RECEBE ALUGUÉIS? POR QUE A HOLDING É MAIS INTELIGENTE QUE A PESSOA FÍSICA
Por anos, a prática mais comum do investidor imobiliário brasileiro foi concentrar seus imóveis na pessoa física e simplesmente declarar os aluguéis no Imposto de Renda. À primeira vista, parece simples. No entanto, sob a ótica do Direito Empresarial, de Família e Sucessões, essa escolha pode ser significativamente menos eficiente — tanto do ponto de vista tributário quanto patrimonial e sucessório.
A constituição de uma holding patrimonial, pessoa jurídica criada para administrar bens próprios, especialmente imóveis é, na maioria dos casos, uma estrutura juridicamente mais inteligente e estrategicamente superior.
EFICIÊNCIA TRIBUTÁRIA.
Na pessoa física, os aluguéis sofrem incidência de Imposto de Renda pela tabela progressiva, que pode atingir 27,5%, além de eventual impacto no carnê-leão e aumento da base tributável anual.
Já na holding imobiliária, especialmente quando estruturada no regime do Lucro Presumido, a carga tributária sobre aluguéis costuma variar, em média, entre 11% e 14%, dependendo da configuração da empresa e da distribuição de lucros. Além disso, o lucro distribuído aos sócios é, atualmente, isento de imposto de renda.

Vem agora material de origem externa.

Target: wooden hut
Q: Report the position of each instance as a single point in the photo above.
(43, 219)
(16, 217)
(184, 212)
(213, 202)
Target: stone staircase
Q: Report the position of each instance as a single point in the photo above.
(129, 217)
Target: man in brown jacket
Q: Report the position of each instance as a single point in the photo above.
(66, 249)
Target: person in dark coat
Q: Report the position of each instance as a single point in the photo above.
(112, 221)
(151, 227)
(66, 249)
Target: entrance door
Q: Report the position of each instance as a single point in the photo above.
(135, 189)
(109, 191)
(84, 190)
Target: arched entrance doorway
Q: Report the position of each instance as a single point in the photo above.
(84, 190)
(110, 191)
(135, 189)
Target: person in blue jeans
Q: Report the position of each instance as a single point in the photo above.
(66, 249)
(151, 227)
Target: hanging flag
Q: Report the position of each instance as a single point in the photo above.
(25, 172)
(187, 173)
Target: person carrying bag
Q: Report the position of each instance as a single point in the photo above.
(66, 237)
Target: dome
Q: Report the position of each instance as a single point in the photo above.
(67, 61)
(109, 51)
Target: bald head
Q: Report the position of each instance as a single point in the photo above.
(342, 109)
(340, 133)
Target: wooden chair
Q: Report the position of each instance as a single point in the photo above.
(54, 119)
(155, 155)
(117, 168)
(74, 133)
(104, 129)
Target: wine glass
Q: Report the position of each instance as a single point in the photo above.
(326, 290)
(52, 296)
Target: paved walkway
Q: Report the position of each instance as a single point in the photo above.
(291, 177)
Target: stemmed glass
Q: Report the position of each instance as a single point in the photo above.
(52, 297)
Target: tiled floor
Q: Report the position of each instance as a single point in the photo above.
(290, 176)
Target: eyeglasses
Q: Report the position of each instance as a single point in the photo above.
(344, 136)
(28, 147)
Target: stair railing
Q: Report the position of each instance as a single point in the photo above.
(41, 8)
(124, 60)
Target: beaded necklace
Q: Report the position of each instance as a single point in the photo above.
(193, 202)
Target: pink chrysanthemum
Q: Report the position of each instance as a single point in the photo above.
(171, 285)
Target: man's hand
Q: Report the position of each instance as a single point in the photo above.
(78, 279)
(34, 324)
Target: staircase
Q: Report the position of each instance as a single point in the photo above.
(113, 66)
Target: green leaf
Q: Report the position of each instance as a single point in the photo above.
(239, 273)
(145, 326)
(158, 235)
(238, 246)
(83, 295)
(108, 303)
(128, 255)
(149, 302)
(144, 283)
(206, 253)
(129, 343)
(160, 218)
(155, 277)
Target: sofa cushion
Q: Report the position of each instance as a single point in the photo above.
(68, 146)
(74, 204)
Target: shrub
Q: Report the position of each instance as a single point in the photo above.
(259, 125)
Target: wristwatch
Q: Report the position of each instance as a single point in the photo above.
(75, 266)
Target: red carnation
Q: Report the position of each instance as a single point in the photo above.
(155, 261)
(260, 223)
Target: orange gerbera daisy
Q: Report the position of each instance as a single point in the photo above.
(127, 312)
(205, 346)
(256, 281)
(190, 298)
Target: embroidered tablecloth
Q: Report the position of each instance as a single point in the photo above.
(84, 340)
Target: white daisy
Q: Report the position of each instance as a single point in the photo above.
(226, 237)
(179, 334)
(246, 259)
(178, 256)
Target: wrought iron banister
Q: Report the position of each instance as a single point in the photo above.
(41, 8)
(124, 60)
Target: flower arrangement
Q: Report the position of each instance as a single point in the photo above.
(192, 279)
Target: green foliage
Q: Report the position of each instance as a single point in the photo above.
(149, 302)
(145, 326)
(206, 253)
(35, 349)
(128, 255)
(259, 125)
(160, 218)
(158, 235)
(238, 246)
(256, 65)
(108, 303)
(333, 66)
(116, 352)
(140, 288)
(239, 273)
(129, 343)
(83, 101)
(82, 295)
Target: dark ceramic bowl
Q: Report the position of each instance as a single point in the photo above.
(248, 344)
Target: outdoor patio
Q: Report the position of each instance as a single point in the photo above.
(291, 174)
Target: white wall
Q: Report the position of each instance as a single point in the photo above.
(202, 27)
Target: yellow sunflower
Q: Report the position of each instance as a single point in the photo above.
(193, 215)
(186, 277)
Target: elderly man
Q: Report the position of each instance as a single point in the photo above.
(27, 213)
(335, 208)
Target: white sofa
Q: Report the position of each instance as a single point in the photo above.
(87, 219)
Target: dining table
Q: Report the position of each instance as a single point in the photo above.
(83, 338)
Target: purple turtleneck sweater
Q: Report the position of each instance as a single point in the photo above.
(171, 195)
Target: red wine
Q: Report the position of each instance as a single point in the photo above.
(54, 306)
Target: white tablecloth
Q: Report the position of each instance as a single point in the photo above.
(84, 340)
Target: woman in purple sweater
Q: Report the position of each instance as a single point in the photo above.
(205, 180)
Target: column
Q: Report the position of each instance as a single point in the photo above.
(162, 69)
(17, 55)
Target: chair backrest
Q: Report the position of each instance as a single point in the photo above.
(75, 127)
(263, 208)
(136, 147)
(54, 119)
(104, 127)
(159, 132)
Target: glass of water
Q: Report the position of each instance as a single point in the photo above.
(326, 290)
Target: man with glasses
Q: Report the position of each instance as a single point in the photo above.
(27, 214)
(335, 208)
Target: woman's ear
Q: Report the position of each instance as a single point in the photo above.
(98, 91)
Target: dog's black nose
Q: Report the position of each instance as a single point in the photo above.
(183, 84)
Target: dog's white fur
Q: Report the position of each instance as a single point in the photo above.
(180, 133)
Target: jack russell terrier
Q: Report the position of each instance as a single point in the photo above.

O resultado prático é claro, maior previsibilidade fiscal, menor carga tributária e melhor planejamento financeiro.
PROTEÇÃO PATRIMONIAL.
Na pessoa física, o patrimônio imobiliário fica diretamente exposto a riscos pessoais: dívidas, ações judiciais, execuções e até conflitos familiares.
Na holding, há separação patrimonial. O imóvel deixa de ser um bem da pessoa física e passa a pertencer à pessoa jurídica. Essa blindagem não é absoluta — e jamais deve ser confundida com fraude contra credores, mas constitui importante instrumento de organização e proteção patrimonial quando estruturada de forma lícita e preventiva.
A holding também permite inserir cláusulas estratégicas no contrato social, como a inalienabilidade, impenhorabilidade, incomunicabilidade e regras de governança e administração. Isso reduz significativamente riscos em casos de divórcio, falecimento ou conflitos entre herdeiros.
PLANEJAMENTO SUCESSÓRIO INTELIGENTE.
Um dos maiores erros patrimoniais é deixar a sucessão para ser resolvida apenas no inventário. O inventário é caro, demorado e burocrático, podendo comprometer a liquidez do patrimônio.
Com a holding, o proprietário pode antecipar a sucessão por meio da doação de quotas aos herdeiros, com reserva de usufruto e cláusulas restritivas. Assim evita-se inventário sobre os imóveis, reduz-se o custo com ITCMD (dependendo do planejamento e da avaliação), garante-se continuidade na gestão e evitam-se conflitos futuros.
A sucessão passa a recair sobre quotas societárias e não sobre cada imóvel individualmente, tornando o processo mais simples, rápido e estratégico.
ORGANIZAÇÃO E PROFISSIONALIZAÇÃO DA GESTÃO.
A holding transforma o patrimônio imobiliário em uma estrutura empresarial. Isso permite a centralização de receitas e despesas, melhor controle contábil, planejamento de reinvestimentos, facilidade na entrada ou saída de sócios e valorização estratégica do portfólio.
O investidor deixa de atuar como “proprietário informal” e passa a gerir ativos como empresário. Receber aluguéis na pessoa física pode parecer mais simples, mas raramente é a opção mais inteligente sob a ótica jurídica e estratégica.
A holding patrimonial não é apenas uma ferramenta tributária, é um instrumento de proteção, sucessão e governança. Ela reduz riscos, organiza o patrimônio familiar e prepara a próxima geração para receber ativos de forma estruturada.
Contudo, cada caso exige análise técnica individualizada. A constituição de holding deve ser precedida de estudo tributário, societário e sucessório detalhado, para que seus benefícios sejam legítimos e sustentáveis.
No cenário atual, quem pensa patrimônio precisa pensar na estrutura. E, na maioria dos casos, estrutura significa holding.